Because of our team’s substantial litigation experience, we are positioned to provide informed compliance advice. For example, whereas in most firms those providing compliance advice are separate from those who actually litigate the cases, Akin Gump furnishes one team that handles both. This results in more accurate and informed advice because those providing the compliance advice have frequently encountered the same issues being tested in court—such as the scope of the FCA’s overpayment mandate, the Anti-Kickback Act’s “knowing and willful” element or the Stark Law exceptions. Thus, we know what facts and evidence a court is most likely to find persuasive and compelling, and we can provide the compliance advice accordingly. We also, through court actions, know what position the government will likely adopt regarding each of these issues.

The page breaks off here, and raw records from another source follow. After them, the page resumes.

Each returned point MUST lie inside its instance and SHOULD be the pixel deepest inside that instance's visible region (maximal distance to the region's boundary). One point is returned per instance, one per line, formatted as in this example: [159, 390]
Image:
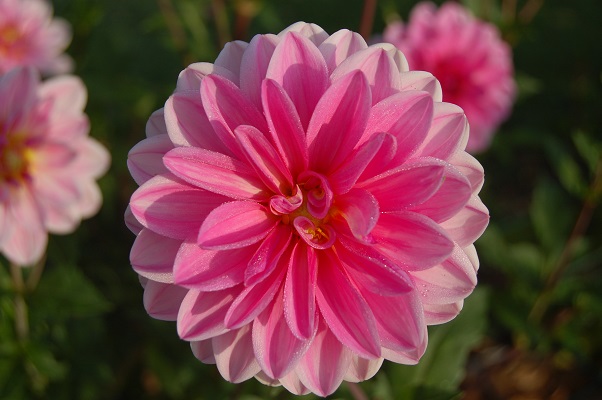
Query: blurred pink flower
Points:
[306, 209]
[48, 164]
[467, 56]
[29, 36]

The team’s pre-lawsuit compliance advice includes:

  • responding to Department of Justice civil investigative demands and subpoena requests
  • making voluntary disclosures
  • conducting internal reviews regarding whether there is a known overpayment and, if so, to whom and what to disclose

Our team also provides extensive counseling concerning compliance with fraud and abuse laws. This experience includes:

  • counseling on fraud and abuse issues related to the submission of Medicare and Medicaid reimbursement claims, including compliance with the false claims laws and mandatory disclosures
  • designing, implementing and evaluating compliance programs
  • negotiating Corporate Integrity Agreements (CIAs) imposed by the Department of Health and Human Services (HHS) Office of Inspector General (OIG) and counseling clients in meeting CIA obligations
  • conducting internal investigations regarding possible overpayments or other compliance failures
  • advising pharmaceutical manufacturers on whether certain discount arrangements and bundled sales of products comport with the federal Anti-Kickback Law
  • advising pharmaceutical manufacturers on fraud and abuse compliance policies relating to quality programs, refill reminders and other product support programs
  • requesting advisory opinions on behalf of pharmaceutical manufacturers from the OIG, including requests regarding the Anti-Kickback Law compliance implications of proposed discount arrangements and patient assistance programs
  • counseling a large retail pharmacy chain on vicarious liability for fraud and abuse violations committed by its employees under state patient brokering and anti-rebate statutes and the Anti-Kickback Law
  • counseling a physician practice management company acquiring interests in numerous physician practices and clinical laboratories across the United States on how to structure these transactions to conform with federal and state anti-kickback laws
  • evaluating independent patient assistance programs for compliance with the Anti-Kickback Law and other fraud and abuse laws and counseling manufacturers on appropriate safeguards for such programs
  • structuring manufacturer-sponsored patient assistance programs to comply with the Anti-Kickback Law and other fraud and abuse laws
  • structuring manufacturer marketing programs with providers and managed care organizations to ensure compliance with the Anti-Kickback Law and other fraud and abuse laws
  • reviewing a device manufacturer’s consulting and royalty contracts with physician inventors and technical advisers for compliance with the Anti-Kickback Law and the Stark Law
  • providing fraud and abuse counseling related to structuring business arrangements among pharmaceutical companies, managed care organizations, physicians, hospitals and other providers
  • evaluating corporate compliance programs and practices and compliance risks as part of due diligence reviews.